It was 10 years ago this fall that I spent six months at Taft Youth Center. Not as an inmate, mind you, but for a feature story on the football team at the youth detention center.
A photographer and I were granted access to interview coaches and staff members as well as players and their families and follow the team from preseason workouts until the final game.
The first, and probably most lasting, image for me was during an early August practice, watching the teenage boys running offensive plays with a backdrop that included a 12-foot high chain-link fence that encircled the complex and is topped by a double roll of razor wire.
Last season marked 40 years of Taft Tigers football, but it will likely be the last. The new state budget doesn't have the funding for the 90-year-old youth facility tucked away in a Bledsoe County forest, and employees are expected to be given 90-day termination notices soon.
The state will move the 150 or so 16- to 19-year-old inmates to other youth development centers throughout the state, while most of the 167 employees will interview for jobs at the new Bledsoe County Correctional Complex, an adult prison set to open just down the road from Taft in 2013.
While the move to shut down Taft will save the state an estimated $8.5 million, it also will leave a void in the lives of many of the troubled teenagers who wound up there for a variety of reasons, ranging from delinquency and petty theft to assault and homicide. None of the violent offenders were allowed to play football.
But regardless of their charges, each of the 21 Taft players I interviewed in 2002 shared one theme: They all came from broken or single-parent homes.

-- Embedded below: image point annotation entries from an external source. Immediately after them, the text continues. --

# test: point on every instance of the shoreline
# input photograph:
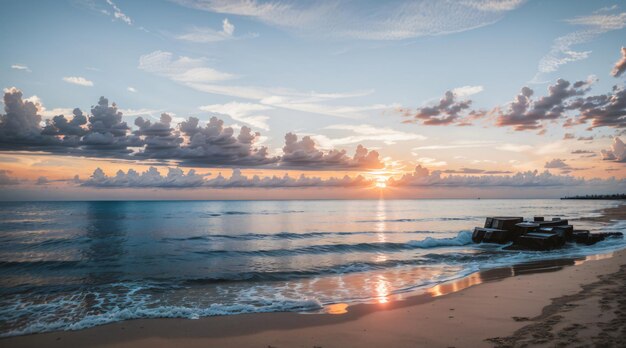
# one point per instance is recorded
(496, 312)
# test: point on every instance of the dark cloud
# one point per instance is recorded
(582, 152)
(448, 111)
(422, 177)
(6, 179)
(475, 171)
(526, 113)
(620, 65)
(616, 153)
(177, 178)
(239, 180)
(305, 154)
(556, 164)
(103, 133)
(605, 110)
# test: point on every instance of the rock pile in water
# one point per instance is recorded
(538, 234)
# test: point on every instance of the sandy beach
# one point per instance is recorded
(555, 303)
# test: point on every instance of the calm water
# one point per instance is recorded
(70, 265)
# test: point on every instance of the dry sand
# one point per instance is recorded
(548, 304)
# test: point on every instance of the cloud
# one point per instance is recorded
(616, 153)
(6, 179)
(194, 73)
(77, 80)
(460, 144)
(620, 65)
(582, 152)
(475, 171)
(239, 180)
(605, 110)
(305, 154)
(211, 145)
(556, 164)
(209, 35)
(466, 91)
(524, 113)
(118, 14)
(20, 67)
(447, 111)
(422, 177)
(182, 69)
(514, 147)
(104, 133)
(176, 178)
(365, 132)
(382, 20)
(432, 162)
(562, 52)
(242, 112)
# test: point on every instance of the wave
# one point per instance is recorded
(420, 219)
(285, 235)
(463, 238)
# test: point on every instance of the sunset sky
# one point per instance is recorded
(311, 99)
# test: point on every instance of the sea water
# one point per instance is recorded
(72, 265)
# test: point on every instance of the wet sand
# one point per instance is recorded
(541, 304)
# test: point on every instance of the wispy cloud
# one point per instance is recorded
(242, 112)
(382, 20)
(466, 91)
(118, 14)
(208, 35)
(196, 74)
(364, 132)
(562, 51)
(20, 67)
(620, 65)
(78, 80)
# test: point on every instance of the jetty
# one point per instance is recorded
(536, 234)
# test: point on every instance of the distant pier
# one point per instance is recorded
(611, 197)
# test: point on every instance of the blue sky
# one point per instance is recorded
(338, 71)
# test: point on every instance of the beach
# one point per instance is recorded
(552, 303)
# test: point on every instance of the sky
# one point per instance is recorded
(211, 99)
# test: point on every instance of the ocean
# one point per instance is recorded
(73, 265)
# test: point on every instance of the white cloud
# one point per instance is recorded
(617, 152)
(208, 35)
(177, 178)
(551, 148)
(365, 132)
(382, 20)
(193, 73)
(242, 112)
(429, 161)
(514, 147)
(466, 91)
(118, 14)
(182, 69)
(77, 80)
(20, 67)
(424, 177)
(562, 52)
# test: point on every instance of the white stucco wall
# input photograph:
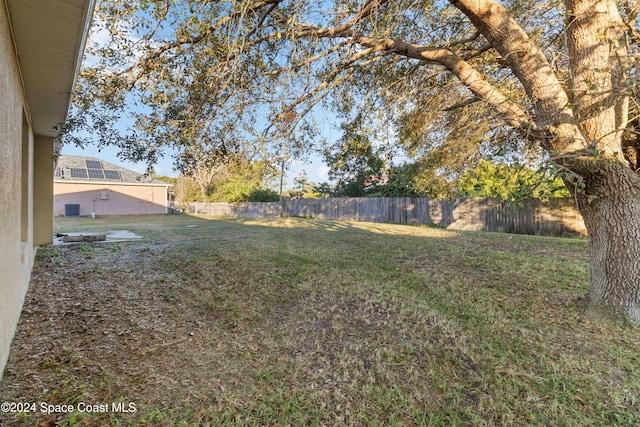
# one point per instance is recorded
(16, 246)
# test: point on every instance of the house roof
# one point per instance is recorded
(49, 38)
(93, 170)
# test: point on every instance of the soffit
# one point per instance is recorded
(49, 37)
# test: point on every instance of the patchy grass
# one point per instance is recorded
(304, 322)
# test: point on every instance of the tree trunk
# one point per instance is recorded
(610, 206)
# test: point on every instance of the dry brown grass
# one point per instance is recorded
(303, 322)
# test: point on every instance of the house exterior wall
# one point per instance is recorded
(43, 198)
(110, 199)
(16, 222)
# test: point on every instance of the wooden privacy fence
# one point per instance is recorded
(556, 217)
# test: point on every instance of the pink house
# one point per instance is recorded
(86, 185)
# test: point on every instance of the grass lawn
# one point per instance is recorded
(298, 322)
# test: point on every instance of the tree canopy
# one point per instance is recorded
(456, 80)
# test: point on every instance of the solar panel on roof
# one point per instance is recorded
(94, 164)
(96, 173)
(110, 174)
(78, 173)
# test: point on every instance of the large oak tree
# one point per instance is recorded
(559, 76)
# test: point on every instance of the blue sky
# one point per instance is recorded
(313, 166)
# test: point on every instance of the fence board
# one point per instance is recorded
(555, 217)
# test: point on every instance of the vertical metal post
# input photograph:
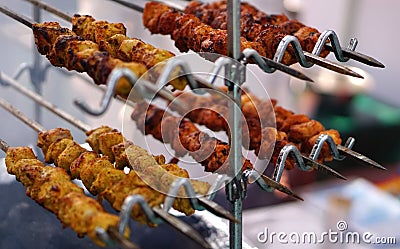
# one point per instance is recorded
(234, 191)
(36, 70)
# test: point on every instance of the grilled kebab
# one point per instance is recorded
(111, 37)
(101, 178)
(184, 137)
(257, 25)
(266, 125)
(52, 188)
(64, 48)
(189, 32)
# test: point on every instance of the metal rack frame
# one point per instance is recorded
(235, 77)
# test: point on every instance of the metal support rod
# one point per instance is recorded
(234, 189)
(7, 80)
(36, 69)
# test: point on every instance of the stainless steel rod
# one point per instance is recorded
(21, 116)
(39, 99)
(234, 119)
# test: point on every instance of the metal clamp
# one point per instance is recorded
(170, 68)
(282, 47)
(319, 143)
(145, 88)
(126, 210)
(330, 35)
(113, 79)
(249, 53)
(173, 192)
(238, 70)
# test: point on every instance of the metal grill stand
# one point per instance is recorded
(234, 78)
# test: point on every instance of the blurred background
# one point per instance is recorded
(367, 110)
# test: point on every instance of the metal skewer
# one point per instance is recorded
(271, 63)
(208, 204)
(214, 208)
(125, 243)
(6, 11)
(349, 53)
(308, 58)
(174, 222)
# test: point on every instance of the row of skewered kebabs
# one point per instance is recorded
(201, 29)
(95, 53)
(256, 25)
(99, 175)
(52, 188)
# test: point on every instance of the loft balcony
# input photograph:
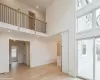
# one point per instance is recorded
(17, 18)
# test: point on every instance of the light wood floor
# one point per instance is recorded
(46, 72)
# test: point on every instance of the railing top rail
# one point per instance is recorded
(23, 13)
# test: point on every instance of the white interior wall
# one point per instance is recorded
(60, 16)
(24, 8)
(41, 51)
(4, 54)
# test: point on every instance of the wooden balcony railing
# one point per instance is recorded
(18, 18)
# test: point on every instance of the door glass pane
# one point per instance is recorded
(97, 59)
(82, 3)
(84, 22)
(98, 18)
(85, 59)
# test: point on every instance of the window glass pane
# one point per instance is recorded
(85, 58)
(84, 22)
(98, 18)
(97, 59)
(82, 3)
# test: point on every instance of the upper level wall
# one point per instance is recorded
(59, 16)
(24, 8)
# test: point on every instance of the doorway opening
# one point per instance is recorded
(19, 54)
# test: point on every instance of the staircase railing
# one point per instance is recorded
(18, 18)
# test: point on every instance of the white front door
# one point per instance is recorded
(65, 52)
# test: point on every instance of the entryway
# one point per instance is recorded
(19, 54)
(89, 58)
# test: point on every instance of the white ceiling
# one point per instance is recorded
(43, 4)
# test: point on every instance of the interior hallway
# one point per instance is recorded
(46, 72)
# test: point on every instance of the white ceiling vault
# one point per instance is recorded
(43, 4)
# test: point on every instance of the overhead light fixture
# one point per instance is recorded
(9, 30)
(37, 6)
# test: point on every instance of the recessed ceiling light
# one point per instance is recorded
(37, 6)
(37, 36)
(9, 31)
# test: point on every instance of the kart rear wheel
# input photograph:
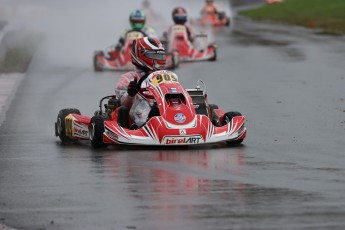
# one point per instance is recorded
(60, 125)
(96, 131)
(226, 119)
(214, 57)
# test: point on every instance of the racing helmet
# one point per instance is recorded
(137, 19)
(148, 54)
(179, 15)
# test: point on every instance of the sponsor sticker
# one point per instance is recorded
(180, 117)
(112, 135)
(182, 140)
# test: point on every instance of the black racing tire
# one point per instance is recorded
(96, 67)
(213, 107)
(96, 131)
(226, 119)
(214, 58)
(60, 126)
(123, 117)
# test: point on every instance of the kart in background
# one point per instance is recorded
(122, 60)
(177, 116)
(214, 20)
(199, 50)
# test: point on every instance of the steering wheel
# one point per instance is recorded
(142, 90)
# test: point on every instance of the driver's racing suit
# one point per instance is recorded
(139, 108)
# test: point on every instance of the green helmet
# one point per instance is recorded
(137, 19)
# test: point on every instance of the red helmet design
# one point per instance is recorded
(179, 15)
(148, 53)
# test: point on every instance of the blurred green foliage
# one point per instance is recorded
(328, 15)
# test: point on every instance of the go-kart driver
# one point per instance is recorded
(148, 55)
(179, 16)
(210, 8)
(137, 21)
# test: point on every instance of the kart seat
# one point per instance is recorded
(199, 101)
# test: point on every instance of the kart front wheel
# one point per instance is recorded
(96, 131)
(176, 59)
(226, 119)
(60, 125)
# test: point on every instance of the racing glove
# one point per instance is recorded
(132, 88)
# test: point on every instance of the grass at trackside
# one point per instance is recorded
(328, 15)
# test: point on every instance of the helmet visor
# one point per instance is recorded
(155, 55)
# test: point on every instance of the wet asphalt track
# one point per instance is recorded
(288, 174)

The benefits of playing the game were far greater than simply getting to go off campus each Friday night in the fall. Vocational training in 10 subjects was included in the curriculum, as well as special education services and GED preparation and testing, but each of the teenagers on the roster said he learned more from his time playing football than he had in any classroom.
Only one of the kids on that year's roster had ever played an organized sport, and by the time the season was over, many of them cried as they explained what it felt like to feel included in something positive, like part of a team, for the first time in their lives.
Drew Jenkins was the best pure athlete on the team that year and I caught up with him in Murfreesboro years after he had been released, followed charges of vandalism, theft and resisting arrest. Prior to serving six months at Taft, Jenkins had spent more than a year at Woodland Hills, a youth detention center in Nashville, and Magnolia Academy, a wilderness camp designed to help troubled teens. But Jenkins told me it wasn't until he was transferred to Taft, and specifically when he began playing football, that he understood the need to change.
"I try to forget my time at Taft, but I hope I never forget what I learned through football," Jenkins said. "I had never experienced what it was like to be on a team -- to depend on somebody else and have them depend on you. It helped me grow up a whole lot.
"You can learn how to do just about any job you want at Taft. And that's good because it helps you to get a job. But football made me feel good about myself, like nothing I had ever done."
The most restrictive of the state's youth development centers, Taft also has been the only one to field a football team. It has played only Class 1A and 2A opponents, and although not a member of the TSSAA and therefore not eligible for the playoffs, the program does sign two-year contracts with opponents.
This is the second year of the newest contracts, leaving teams such as Lookout Valley, Whitwell and Silverdale Baptist scrambling now to look for replacement games on the schedule.
But when Taft does close its doors, more will be lost than just games on Friday nights.
"What the boys take away from it -- learning teamwork and to interact with others in a positive way -- there's not another activity that can even imitate what football does for these kids," Tigers coach Robert "Rooster" Worthington, who has been with the program since 1972, told me once. "It's not about winning here. We take kids who have only gotten to watch others play sports and never participated and give them something to finally feel good about.
"It would be a shame to lose something that is such a positive influence for so many kids who need it."